The U.S. Army Corps of Engineers on Tuesday issued a permit to Transmission Developers Inc. that allows the Champlain Hudson Power Express project to be placed in U.S. waters along the proposed route. The entire 333 miles from the Quebec border to the Astoria neighborhood in Queens will be underground or underwater, including sections beneath Lake Champlain and the Hudson River.

TDI said the project has secured all of the federal and state siting permits necessary to proceed with construction, which could start next year. The permit authorizes TDI to construct the project under Section 10 of the Rivers and Harbors Act and Section 404 of the Clean Water Act.
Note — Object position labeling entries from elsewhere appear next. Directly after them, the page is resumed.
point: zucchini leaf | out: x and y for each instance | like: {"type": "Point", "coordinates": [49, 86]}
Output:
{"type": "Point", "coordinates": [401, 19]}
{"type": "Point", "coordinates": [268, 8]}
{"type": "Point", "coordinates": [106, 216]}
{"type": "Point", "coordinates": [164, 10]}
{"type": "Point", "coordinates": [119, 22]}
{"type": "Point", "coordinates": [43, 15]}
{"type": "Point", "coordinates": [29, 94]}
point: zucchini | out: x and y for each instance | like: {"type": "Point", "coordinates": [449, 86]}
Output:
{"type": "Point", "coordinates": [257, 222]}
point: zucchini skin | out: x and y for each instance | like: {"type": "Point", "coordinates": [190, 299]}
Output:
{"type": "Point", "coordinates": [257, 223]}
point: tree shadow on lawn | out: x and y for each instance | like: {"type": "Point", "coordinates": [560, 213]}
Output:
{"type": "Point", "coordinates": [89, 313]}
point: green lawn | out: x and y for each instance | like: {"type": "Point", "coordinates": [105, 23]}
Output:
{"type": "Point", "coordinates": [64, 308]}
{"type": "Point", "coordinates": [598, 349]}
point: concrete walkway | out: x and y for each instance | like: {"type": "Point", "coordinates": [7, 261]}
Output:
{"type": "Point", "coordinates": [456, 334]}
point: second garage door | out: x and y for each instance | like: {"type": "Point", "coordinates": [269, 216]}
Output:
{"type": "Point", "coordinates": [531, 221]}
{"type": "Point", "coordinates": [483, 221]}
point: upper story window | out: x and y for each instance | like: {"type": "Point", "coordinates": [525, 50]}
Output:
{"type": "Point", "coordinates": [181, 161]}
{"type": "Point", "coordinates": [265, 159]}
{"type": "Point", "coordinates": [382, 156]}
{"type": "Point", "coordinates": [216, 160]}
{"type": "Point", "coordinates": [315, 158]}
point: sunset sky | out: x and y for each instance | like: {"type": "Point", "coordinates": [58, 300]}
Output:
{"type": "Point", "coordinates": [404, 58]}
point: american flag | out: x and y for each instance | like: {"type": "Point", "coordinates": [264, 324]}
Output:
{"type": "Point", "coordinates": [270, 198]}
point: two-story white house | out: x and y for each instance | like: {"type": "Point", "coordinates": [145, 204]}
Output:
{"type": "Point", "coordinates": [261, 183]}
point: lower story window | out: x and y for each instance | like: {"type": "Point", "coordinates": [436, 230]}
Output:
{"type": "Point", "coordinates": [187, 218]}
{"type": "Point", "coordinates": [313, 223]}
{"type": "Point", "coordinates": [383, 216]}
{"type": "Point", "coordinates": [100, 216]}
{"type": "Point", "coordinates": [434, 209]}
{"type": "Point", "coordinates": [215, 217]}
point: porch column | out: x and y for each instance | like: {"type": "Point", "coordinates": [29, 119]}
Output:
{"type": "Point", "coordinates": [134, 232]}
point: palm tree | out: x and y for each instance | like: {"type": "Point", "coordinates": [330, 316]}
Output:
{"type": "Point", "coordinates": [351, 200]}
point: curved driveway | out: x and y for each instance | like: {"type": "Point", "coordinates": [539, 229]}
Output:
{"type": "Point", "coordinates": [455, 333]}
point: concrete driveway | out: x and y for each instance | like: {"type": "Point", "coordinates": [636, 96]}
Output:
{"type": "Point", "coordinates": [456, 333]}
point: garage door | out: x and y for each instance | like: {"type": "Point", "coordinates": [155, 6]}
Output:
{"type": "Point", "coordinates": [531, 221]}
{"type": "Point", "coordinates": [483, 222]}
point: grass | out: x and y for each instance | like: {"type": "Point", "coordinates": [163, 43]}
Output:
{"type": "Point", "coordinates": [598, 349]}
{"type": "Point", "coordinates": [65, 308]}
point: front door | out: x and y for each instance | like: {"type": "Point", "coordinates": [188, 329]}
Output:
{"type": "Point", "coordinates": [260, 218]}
champlain hudson power express

The estimated $2.2 billion project would boost Canada’s interest in exporting electricity to New York and New England. (See Hydro-Quebec Seeks to Boost Exports to Northeast.)

“The terms of the permit reaffirm that our project will take appropriate steps to protect New York’s environmental and commercial resources, and we are excited to have moved substantially closer to the moment when we will begin to deliver cleaner, lower-cost power to New York’s residents and businesses,” TDI CEO Donald Jessome said in a statement.

The project has been under development since 2008. Its proponents claim it could reduce energy costs for consumers and businesses by $650 million a year.

The Independent Power Producers of New York, a trade association whose members would be in direct competition with imported energy sources, opposed the project. IPPNY insists the project is not financially viable without subsidies from Canadian power producers and an above-market-rate contract with New York utilities transmitting the energy.

The New York Public Service Commission has rejected those claims.

TDI plans to finance the project through private equity and support from shippers and contractors. TDI’s lead investor is the Blackstone Group.